We met the chiefs of the village this morning before school. Only eight of them were present. As visitors we had to bring a drink offering. By drink I mean we brought 3 bottles of whiskey and a Baileys. Very much pleased, they sat in front of us explaining their roles within the community of Tafi Atome. They shared their opinions about our projects in the community and welcomed us. The drinks of course did not go to waste, the eldest chief opened a bottle up and poured some libation. To those who do not know what pouring libation means, it is a tradition established before Christianity was established in this village, it is a way of drinking and offering a prayer to the gods. The eldest chief poured a long shotful of whiskey, did a prayer in Ewe and poured it to the ground. He then poured another full shot and enjoyed it himself. The bottle was then passed on to me, mindful of the fact that school was to begin in an hour I opted for only a few drops. After drinking it we pouring the rest on the ground. We continued this until everyone finished pouring libation. The Chiefs said since we had finally poured some libation, tafi atome was now our home. In fact it was to be our first and only home, we could now marry in the village. The Chiefs suggested we finish our schooling and return to tafi promptly after to do such. Tafi atome being such a calming beautiful place,I already consider this my home.
Today was the first day in class after Monday’s holiday. The headmaster decided to place Phoenix & I in charge of a 4th level class; the teacher and the usual volunteer helper, kiki, were out recovering. The children were loud and overbearring at times but we managed to review material. We went over multiplication and division. Calling kids out one by one I began to reminisce of my days when teachers used to call me to the board. Phoenix and I made sure our kids knew the answer, if not we taught them in front of the whole class. We had a few kids who were willing to help out and show us the their usual routine. Mary was one of the girls who stood out the most to me. Although all the children were great, Mary was different in the way she acted in class. She seemed like the big sister that would get the other kids in line if they misbehaved. She would also talk in Ewe and translate in english for me, this facilitated my day . As I saw the sky get darker, i hoped it would rain so we could be able to replenish our water source.

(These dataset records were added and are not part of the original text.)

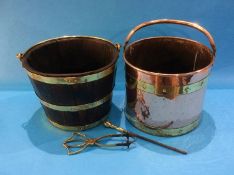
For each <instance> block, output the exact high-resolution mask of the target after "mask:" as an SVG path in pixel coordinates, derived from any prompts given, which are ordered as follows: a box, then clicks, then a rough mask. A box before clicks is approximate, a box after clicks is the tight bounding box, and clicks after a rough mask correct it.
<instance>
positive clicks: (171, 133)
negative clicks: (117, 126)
mask: <svg viewBox="0 0 234 175" xmlns="http://www.w3.org/2000/svg"><path fill="white" fill-rule="evenodd" d="M125 116H126V118H127V119H128V121H129V122H130V123H131V124H132V125H133V126H135V127H136V128H138V129H139V130H141V131H143V132H145V133H148V134H152V135H159V136H178V135H183V134H185V133H188V132H189V131H192V130H193V129H194V128H196V127H197V126H198V124H199V122H200V119H197V120H195V121H194V122H192V123H190V124H188V125H186V126H183V127H180V128H163V129H162V128H159V129H152V128H149V127H147V126H145V125H144V124H143V123H141V122H139V121H138V120H137V119H136V118H135V117H132V116H130V115H129V114H128V113H127V112H126V111H125Z"/></svg>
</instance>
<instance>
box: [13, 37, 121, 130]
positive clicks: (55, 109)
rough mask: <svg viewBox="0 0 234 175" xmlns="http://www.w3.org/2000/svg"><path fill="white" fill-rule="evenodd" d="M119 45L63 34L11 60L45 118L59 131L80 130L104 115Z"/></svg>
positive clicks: (95, 38) (25, 52)
mask: <svg viewBox="0 0 234 175" xmlns="http://www.w3.org/2000/svg"><path fill="white" fill-rule="evenodd" d="M119 47H120V46H119V44H113V43H112V42H110V41H108V40H105V39H102V38H97V37H90V36H65V37H60V38H54V39H49V40H46V41H43V42H40V43H38V44H36V45H34V46H33V47H31V48H30V49H28V50H27V51H26V52H25V53H23V54H18V55H17V57H18V58H19V59H20V60H21V61H22V65H23V67H24V68H25V69H26V71H27V74H28V77H29V79H30V81H31V83H32V85H33V88H34V91H35V93H36V95H37V96H38V98H39V100H40V102H41V105H42V107H43V109H44V111H45V113H46V116H47V118H48V120H49V121H50V122H51V123H52V124H53V125H54V126H56V127H58V128H61V129H64V130H85V129H89V128H92V127H95V126H97V125H98V124H100V123H102V122H103V121H104V120H105V119H106V118H107V117H108V112H109V110H110V107H111V98H112V90H113V88H114V84H115V83H114V80H115V70H116V61H117V58H118V54H119Z"/></svg>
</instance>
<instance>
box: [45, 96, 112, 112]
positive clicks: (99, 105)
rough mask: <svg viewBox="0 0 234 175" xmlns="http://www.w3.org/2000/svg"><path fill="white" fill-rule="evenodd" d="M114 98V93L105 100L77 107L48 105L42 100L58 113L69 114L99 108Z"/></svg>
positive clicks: (45, 103)
mask: <svg viewBox="0 0 234 175" xmlns="http://www.w3.org/2000/svg"><path fill="white" fill-rule="evenodd" d="M111 97H112V93H110V94H108V95H107V96H105V97H104V98H102V99H100V100H98V101H95V102H92V103H87V104H83V105H77V106H59V105H54V104H51V103H48V102H46V101H43V100H41V99H40V101H41V103H42V105H44V106H46V107H48V108H50V109H53V110H56V111H67V112H76V111H82V110H87V109H92V108H95V107H98V106H100V105H102V104H103V103H105V102H107V101H108V100H110V99H111Z"/></svg>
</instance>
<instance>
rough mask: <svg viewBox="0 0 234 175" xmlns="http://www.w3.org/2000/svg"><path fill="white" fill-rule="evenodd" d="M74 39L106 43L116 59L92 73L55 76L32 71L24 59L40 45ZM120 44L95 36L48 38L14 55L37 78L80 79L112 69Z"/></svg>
mask: <svg viewBox="0 0 234 175" xmlns="http://www.w3.org/2000/svg"><path fill="white" fill-rule="evenodd" d="M75 38H82V39H85V38H86V39H97V40H101V41H104V42H107V43H109V44H110V45H111V46H113V48H115V49H116V50H117V55H116V57H114V58H113V60H112V61H111V62H110V63H109V64H107V65H106V66H103V67H101V68H99V69H95V70H92V71H87V72H82V73H64V74H55V73H43V72H40V71H37V70H35V69H33V68H32V67H31V66H30V65H29V64H28V63H27V62H26V61H25V59H24V56H25V55H26V54H27V53H28V52H29V51H31V50H33V49H35V48H36V47H38V46H40V45H43V44H46V43H48V42H51V41H55V40H66V39H75ZM120 47H121V46H120V44H118V43H116V44H114V43H113V42H111V41H110V40H108V39H104V38H101V37H96V36H84V35H71V36H61V37H54V38H50V39H46V40H43V41H40V42H38V43H36V44H34V45H33V46H31V47H30V48H29V49H27V50H26V51H25V52H24V53H18V54H17V55H16V57H17V58H18V59H20V61H21V62H22V65H23V67H24V68H25V69H26V70H27V71H28V72H30V73H32V74H35V75H39V76H44V77H57V78H59V77H61V78H63V77H81V76H86V75H92V74H96V73H99V72H102V71H105V70H107V69H108V68H110V67H113V66H114V65H115V63H116V62H117V60H118V57H119V51H120Z"/></svg>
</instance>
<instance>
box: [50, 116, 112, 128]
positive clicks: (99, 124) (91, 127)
mask: <svg viewBox="0 0 234 175" xmlns="http://www.w3.org/2000/svg"><path fill="white" fill-rule="evenodd" d="M108 116H109V114H107V115H106V116H104V117H103V118H102V119H101V120H98V121H96V122H94V123H91V124H88V125H84V126H65V125H60V124H58V123H56V122H54V121H52V120H50V119H49V118H48V120H49V122H50V123H51V124H52V125H53V126H55V127H57V128H59V129H63V130H66V131H82V130H86V129H90V128H94V127H96V126H98V125H100V124H101V123H103V122H104V121H105V120H107V118H108Z"/></svg>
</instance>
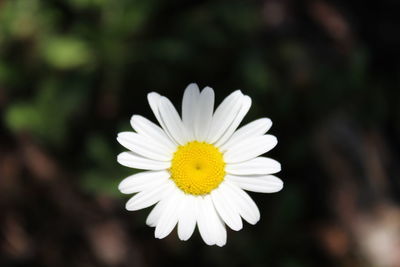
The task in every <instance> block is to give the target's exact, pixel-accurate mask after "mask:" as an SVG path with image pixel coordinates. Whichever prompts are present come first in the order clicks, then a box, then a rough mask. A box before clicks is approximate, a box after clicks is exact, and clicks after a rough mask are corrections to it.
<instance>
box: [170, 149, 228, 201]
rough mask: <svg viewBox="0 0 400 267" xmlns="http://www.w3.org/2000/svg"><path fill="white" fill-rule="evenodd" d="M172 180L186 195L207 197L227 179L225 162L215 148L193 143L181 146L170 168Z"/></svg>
mask: <svg viewBox="0 0 400 267" xmlns="http://www.w3.org/2000/svg"><path fill="white" fill-rule="evenodd" d="M170 173H171V179H172V180H173V181H174V182H175V184H176V185H177V186H178V187H179V188H180V189H181V190H182V191H183V192H185V193H187V194H192V195H205V194H208V193H210V192H211V191H212V190H214V189H215V188H217V187H218V186H219V184H220V183H221V182H222V181H223V180H224V177H225V162H224V160H223V155H222V153H221V152H220V151H219V150H218V148H216V147H215V146H213V145H211V144H208V143H205V142H198V141H193V142H189V143H187V144H186V145H183V146H179V147H178V149H177V151H176V152H175V154H174V156H173V159H172V164H171V168H170Z"/></svg>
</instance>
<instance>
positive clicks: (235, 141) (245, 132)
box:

Like the sound of a million marbles hitting the floor, the rain pounded the tin cealing drowning out my voice. Once the rain hit, even the most behaved little one was tempted to jump out of their seat. There was nothing left to do but to dismiss our lecture time in the precense of these sudden waterfalls. The children began to teach Phoenix and I games and old nursery songs, after a while even I could help but join the fun. Once the rain deceased it was back to bussiness. One thing I noticed was that the kids loved to touch my hands. When i asked Mary why, she told me they were facinated with how soft my hands were compared to theirs. And here I was thinking that not even vaseline could fix my rough hands. All the kids lined up their hands next to mines. Comparing textures they would pinch my palms, prick my fingers, to them it seemed as if my hands had never seen a day of labor in all my years. In my mind I wanted to refuse that comment, I was proud of the fact that I had worked every year since senior year of high school. Even now in college, I pride my self on the fact that my job is one of the things that make me an independent young woman. I forget the fact that my hands have not seen the same labor that these children’s hands have seen. My hands dont have to go fetch water from the nearby stream various times a day, my hands dont have to do construction on the weekends nor do my hands do chores everyday. Within a matter of minutes these children who know nothing more than my name were able to tell me my hands life history. As we were being dismissed Mary taught me what “echemiak be” meant, it means tomorrow we shall meet. Although we differ in lifestyles, they still manage to accept me with innocent bright smiles and expected me to be there same time same place tomorrow.